Verse 4 — "Now to him who works, the reward is not counted as grace, but as something owed." Paul shifts to a logical analogy from daily economic life. A worker who fulfills his contract has earned his wage — the master is in his debt. This is the logic of strict justice, entirely appropriate between human parties. But Paul's point is that this logic does not govern the God-human relationship. If it did, grace would cease to be grace. The Council of Trent carefully preserved this distinction: justification is not the result of human merit antecedent to grace (Session VI, Canon 1). God does not become humanity's debtor. The gift of righteousness cannot be extracted from God by performance; it can only be received.
Verse 5 — "But to him who doesn't work, but believes in him who justifies the ungodly, his faith is accounted for righteousness." This is among the most audacious sentences in the Pauline corpus. God "justifies the ungodly" (ton asebē) — the very one who, by the standards of the law, deserves condemnation.

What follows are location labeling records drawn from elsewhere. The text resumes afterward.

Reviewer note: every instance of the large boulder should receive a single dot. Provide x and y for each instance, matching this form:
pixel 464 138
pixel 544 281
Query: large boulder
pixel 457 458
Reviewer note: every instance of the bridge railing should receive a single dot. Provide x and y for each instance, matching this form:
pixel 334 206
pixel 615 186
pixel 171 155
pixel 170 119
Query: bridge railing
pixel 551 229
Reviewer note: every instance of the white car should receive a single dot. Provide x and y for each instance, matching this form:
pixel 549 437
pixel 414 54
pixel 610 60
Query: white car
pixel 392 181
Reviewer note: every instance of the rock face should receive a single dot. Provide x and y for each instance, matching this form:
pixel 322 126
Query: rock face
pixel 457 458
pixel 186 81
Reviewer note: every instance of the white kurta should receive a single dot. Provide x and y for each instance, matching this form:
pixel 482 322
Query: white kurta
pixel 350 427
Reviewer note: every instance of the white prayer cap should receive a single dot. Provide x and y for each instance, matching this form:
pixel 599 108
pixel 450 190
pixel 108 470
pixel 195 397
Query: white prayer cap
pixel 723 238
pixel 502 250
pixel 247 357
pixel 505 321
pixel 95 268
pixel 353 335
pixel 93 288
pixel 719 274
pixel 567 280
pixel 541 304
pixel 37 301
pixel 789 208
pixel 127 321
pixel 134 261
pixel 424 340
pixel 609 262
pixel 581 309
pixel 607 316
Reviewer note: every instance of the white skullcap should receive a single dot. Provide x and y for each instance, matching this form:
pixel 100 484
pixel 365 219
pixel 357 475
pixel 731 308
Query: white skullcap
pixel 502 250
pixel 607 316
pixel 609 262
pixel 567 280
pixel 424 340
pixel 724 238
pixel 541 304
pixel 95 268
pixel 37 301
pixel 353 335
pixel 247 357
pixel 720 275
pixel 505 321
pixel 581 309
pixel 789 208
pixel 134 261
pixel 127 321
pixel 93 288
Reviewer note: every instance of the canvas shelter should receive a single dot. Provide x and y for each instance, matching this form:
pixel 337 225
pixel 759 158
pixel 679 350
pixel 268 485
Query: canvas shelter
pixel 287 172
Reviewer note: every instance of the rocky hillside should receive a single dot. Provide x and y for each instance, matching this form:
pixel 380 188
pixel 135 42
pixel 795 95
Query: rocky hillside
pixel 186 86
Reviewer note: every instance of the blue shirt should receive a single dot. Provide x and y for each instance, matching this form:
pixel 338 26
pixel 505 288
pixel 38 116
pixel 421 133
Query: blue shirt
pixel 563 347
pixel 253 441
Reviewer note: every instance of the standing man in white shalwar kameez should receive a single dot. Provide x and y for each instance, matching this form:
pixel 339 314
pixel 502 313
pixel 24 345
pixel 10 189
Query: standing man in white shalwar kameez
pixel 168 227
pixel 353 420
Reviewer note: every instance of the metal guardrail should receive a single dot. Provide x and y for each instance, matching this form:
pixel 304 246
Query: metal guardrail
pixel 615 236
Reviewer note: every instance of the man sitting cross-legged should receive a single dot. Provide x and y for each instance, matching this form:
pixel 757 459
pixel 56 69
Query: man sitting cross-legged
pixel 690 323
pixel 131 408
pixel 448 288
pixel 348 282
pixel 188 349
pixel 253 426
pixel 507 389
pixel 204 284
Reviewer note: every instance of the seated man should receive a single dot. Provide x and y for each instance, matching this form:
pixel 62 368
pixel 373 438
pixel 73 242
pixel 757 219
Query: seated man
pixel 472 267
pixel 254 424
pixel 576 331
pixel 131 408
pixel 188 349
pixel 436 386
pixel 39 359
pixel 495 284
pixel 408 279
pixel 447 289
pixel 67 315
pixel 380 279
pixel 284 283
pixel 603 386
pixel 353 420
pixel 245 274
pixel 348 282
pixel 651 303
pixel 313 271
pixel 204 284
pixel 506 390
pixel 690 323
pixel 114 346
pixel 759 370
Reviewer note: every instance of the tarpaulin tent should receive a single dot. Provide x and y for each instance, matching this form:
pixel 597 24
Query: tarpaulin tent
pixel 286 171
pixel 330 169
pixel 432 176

This is not moral permissiveness; it is the revelation of grace's radical character. Faith here is the act of receiving what cannot be earned. Catholic tradition is careful not to collapse faith into passivity: the faith Paul describes is the beginning of the life of grace, the root from which charity and obedience grow (Galatians 5:6). But the act of justification itself — the divine declaration and transformation that places the sinner in right relationship with God — comes first, from God, and is received through faith. It is God's sovereign act that makes the ungodly righteous, not the ungodly's prior achievement.